While scanning QR codes can be achieved by porting the ZXing library app to Google Glass (which has been accomplished by BarcodeEye), I thought it be interesting to also combine OCR and Glass. OCR stands for Optical Character Recognition. The Wiki definition states that it is the mechanical or electronic conversion of scanned or photographed images of typewritten or printed text into machine-encoded/computer-readable text. I normally refer OCR as the process to read printed texts. In this blog post I will share how I’ve used Google Glass to do OCR. I hope it would be interesting to some of you.
Here are the steps involved:
1. Create Google Glass project in Eclipse.
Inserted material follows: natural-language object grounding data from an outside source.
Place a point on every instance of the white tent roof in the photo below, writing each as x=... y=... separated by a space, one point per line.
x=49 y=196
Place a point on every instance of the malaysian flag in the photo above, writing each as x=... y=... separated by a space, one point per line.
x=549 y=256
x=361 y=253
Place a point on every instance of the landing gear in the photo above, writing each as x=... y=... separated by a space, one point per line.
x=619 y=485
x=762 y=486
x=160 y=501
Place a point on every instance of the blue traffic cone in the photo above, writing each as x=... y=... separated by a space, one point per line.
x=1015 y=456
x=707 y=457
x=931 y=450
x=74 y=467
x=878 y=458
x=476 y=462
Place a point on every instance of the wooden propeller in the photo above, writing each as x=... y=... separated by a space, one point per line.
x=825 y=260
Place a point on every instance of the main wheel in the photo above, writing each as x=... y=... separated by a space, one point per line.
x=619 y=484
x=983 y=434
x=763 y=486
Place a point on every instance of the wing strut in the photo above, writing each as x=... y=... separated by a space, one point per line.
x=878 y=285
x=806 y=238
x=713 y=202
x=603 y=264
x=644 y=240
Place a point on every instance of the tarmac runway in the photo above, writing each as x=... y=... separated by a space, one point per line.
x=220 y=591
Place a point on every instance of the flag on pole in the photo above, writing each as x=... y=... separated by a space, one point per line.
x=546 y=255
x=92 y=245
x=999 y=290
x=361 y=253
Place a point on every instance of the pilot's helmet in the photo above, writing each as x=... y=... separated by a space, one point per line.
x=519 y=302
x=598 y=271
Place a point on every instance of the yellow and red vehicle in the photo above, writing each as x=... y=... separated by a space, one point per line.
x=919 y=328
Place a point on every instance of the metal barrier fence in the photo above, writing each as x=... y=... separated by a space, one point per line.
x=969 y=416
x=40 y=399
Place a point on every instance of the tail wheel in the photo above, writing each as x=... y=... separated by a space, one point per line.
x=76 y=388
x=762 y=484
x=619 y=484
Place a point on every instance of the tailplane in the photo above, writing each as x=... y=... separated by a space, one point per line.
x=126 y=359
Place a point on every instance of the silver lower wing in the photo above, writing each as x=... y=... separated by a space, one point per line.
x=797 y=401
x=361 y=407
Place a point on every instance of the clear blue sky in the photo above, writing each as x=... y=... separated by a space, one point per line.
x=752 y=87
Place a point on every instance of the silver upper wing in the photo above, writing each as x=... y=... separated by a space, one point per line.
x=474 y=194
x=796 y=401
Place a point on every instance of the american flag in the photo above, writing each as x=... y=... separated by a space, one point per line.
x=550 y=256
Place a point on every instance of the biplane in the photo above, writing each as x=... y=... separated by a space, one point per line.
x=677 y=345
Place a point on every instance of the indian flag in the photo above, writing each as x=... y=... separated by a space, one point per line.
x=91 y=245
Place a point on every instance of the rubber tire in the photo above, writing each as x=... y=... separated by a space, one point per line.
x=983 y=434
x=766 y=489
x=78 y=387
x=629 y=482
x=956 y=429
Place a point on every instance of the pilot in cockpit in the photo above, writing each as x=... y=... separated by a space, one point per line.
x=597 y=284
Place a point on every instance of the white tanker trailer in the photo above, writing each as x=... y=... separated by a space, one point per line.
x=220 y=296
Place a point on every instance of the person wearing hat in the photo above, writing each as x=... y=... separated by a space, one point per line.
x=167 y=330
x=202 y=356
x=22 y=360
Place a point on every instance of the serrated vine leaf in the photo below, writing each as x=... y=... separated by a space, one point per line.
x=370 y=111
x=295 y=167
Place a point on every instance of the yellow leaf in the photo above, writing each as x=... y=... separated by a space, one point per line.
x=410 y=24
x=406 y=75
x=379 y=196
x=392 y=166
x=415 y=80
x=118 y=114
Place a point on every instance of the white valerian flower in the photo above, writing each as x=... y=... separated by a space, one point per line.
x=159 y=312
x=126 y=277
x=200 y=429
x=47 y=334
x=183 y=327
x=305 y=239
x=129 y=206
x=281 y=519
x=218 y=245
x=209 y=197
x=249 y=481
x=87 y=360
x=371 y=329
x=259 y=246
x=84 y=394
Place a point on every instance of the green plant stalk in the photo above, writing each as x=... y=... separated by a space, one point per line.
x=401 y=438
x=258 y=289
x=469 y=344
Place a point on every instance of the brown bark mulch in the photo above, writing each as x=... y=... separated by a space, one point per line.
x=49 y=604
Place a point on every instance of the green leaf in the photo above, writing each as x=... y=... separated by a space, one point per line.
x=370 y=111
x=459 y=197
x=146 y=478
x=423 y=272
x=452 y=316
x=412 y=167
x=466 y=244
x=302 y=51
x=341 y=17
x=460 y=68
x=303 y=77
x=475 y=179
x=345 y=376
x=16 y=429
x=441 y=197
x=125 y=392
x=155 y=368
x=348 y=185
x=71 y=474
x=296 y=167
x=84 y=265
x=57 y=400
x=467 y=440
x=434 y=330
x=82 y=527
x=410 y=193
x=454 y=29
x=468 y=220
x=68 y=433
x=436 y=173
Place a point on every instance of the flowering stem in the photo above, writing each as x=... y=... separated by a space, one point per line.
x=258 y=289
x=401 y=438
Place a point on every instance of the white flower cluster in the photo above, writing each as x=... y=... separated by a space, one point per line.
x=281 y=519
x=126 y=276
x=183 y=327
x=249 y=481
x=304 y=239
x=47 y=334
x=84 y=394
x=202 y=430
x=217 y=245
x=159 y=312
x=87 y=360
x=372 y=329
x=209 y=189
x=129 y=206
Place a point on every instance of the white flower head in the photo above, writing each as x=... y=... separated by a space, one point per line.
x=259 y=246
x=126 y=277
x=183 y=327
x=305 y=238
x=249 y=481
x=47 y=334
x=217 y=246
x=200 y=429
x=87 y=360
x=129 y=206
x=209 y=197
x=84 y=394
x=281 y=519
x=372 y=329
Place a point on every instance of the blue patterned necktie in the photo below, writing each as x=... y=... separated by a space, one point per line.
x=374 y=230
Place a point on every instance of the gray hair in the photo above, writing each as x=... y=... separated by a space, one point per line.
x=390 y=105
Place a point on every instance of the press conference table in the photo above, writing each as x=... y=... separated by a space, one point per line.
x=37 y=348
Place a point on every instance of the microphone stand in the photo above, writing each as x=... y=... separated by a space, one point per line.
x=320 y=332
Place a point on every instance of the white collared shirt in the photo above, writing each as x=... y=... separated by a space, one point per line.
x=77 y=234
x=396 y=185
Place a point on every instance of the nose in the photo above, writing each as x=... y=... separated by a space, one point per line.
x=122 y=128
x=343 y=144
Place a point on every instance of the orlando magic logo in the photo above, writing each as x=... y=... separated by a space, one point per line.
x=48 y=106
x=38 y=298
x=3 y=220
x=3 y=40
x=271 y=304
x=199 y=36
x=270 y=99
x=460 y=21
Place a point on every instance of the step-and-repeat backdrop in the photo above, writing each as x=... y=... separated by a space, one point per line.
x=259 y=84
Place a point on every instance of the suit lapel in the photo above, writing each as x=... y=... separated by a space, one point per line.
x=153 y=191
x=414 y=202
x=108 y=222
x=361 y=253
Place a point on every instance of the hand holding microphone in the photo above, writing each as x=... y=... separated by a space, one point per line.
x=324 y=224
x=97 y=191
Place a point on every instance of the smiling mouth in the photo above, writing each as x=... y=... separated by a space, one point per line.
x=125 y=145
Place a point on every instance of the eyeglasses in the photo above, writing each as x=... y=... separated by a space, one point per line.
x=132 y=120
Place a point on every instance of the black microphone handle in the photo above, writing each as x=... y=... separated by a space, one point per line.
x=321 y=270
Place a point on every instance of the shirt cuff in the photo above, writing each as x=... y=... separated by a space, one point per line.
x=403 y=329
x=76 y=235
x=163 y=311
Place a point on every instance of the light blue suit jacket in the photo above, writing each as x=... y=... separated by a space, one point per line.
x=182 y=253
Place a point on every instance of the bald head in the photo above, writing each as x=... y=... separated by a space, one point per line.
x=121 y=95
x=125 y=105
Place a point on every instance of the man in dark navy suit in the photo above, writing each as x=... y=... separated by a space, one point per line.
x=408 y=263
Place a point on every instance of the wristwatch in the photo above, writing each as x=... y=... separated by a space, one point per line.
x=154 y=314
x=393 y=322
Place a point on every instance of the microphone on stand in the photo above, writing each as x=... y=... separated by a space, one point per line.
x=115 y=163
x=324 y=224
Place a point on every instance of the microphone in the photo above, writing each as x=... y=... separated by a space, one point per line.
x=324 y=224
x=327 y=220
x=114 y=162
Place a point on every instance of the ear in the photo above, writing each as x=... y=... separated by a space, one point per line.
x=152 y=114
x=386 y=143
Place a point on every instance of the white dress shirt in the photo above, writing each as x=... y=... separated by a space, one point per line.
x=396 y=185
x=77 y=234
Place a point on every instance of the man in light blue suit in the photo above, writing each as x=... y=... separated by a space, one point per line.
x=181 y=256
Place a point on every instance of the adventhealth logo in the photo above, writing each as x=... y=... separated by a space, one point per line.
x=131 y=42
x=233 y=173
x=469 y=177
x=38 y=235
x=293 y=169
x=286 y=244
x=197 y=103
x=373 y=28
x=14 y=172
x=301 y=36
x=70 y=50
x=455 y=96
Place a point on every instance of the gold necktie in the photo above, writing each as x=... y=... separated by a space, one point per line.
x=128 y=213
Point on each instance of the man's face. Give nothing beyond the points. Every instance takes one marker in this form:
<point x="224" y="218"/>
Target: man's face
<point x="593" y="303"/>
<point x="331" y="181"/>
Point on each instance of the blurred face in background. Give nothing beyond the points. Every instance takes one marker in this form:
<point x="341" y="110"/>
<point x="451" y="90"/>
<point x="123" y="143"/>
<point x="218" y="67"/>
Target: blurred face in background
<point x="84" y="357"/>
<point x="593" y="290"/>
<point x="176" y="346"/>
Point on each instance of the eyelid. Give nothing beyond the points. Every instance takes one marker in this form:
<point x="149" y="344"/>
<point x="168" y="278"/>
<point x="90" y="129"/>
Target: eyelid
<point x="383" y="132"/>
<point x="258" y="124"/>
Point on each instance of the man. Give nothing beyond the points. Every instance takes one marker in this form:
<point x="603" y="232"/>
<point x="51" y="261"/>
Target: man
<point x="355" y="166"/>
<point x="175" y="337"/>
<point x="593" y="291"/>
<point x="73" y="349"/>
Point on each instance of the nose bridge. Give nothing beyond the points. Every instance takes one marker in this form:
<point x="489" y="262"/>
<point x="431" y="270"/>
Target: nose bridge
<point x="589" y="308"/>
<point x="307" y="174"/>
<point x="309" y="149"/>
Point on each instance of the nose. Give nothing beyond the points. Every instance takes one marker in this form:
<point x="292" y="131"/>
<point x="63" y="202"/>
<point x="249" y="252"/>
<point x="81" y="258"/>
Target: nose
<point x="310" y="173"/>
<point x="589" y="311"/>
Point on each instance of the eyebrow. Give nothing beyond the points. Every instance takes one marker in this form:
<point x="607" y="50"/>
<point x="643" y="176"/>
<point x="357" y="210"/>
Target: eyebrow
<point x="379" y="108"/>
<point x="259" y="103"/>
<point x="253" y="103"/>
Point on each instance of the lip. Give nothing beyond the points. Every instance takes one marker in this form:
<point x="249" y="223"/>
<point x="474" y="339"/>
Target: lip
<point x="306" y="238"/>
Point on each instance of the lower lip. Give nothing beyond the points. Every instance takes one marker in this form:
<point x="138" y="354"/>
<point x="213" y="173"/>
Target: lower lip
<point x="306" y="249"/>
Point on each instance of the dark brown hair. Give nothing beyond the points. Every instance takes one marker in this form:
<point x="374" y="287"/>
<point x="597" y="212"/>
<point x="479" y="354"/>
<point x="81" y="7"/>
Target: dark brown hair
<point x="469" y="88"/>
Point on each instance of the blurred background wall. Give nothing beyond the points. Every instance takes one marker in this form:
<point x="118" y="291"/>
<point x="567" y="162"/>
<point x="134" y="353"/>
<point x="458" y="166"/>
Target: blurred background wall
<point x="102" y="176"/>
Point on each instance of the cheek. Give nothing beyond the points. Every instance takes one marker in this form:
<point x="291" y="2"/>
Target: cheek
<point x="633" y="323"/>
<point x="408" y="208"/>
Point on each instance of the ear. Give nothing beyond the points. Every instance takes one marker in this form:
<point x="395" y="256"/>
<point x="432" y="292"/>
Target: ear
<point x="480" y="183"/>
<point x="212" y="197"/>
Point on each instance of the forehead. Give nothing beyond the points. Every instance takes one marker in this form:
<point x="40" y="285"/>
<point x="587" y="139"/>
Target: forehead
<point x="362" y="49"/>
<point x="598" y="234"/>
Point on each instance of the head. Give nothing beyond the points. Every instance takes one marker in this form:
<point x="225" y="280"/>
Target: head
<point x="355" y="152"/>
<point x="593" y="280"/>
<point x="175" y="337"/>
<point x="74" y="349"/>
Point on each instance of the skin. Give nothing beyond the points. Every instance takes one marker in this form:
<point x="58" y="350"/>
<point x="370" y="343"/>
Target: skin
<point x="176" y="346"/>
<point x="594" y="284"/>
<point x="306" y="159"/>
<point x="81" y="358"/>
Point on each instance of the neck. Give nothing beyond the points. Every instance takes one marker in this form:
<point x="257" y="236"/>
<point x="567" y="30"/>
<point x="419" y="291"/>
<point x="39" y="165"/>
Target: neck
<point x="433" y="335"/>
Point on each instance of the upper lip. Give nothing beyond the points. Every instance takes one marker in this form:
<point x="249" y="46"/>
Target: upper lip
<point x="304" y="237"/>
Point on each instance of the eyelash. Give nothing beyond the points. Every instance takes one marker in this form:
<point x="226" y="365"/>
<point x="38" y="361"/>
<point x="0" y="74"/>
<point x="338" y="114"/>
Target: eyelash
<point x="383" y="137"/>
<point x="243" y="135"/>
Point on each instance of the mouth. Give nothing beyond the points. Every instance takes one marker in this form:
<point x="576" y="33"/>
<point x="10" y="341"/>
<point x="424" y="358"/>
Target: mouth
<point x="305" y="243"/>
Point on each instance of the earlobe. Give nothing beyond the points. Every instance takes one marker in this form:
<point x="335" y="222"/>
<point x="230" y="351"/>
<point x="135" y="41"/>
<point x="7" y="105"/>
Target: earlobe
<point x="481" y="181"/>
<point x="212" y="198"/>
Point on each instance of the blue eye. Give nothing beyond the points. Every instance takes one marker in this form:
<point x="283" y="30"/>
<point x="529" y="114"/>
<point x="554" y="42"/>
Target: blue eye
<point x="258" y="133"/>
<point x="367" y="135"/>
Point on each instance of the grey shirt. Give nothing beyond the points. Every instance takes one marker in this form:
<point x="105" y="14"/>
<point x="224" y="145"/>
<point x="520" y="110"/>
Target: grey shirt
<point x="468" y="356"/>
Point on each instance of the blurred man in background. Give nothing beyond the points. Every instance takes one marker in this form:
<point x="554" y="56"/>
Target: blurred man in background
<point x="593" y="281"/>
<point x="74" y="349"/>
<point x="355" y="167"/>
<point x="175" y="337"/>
If you are not familiar with that, it is best to directly follow Google’s GDK Quick Start guide. And because I wanted to add a custom voice command to the Ok Glass menu, I added the following line to the manifest file:
<uses-permission android:name=”com.google.android.glass.permission.DEVELOPMENT” />
2. Build Tesseract.
Here we are using Tesseract for OCR. It provides a set of Android APIs to build the Tesseract Optical Character Recognition and Leptonica image processing libraries.
1) Download Tesseract from Github (this is an excellent version forked by Robert Theis call tess-two)
2) Download android-ndk which allows Tesseract to build at http://developer.android.com/tools/sdk/ndk/index.html
3) Extract it to a folder (e.g. c:\Software\android-ndk)
4) Set it in your Environment Variable. Go to Control Panel -> Environment Variable, add your extracted folder path to the variable PATH. (e.g. c:\Software\android-ndk)
5) Open command prompt, and go into your project from step one
6) Type “ndk-build”, and the project will compile. It takes about an hour.
3. Add Tesseract as a library.
Open the properties of your project created in Step one, add tess-two library as a reference.
4. Add the following sample code to the project’s main activity.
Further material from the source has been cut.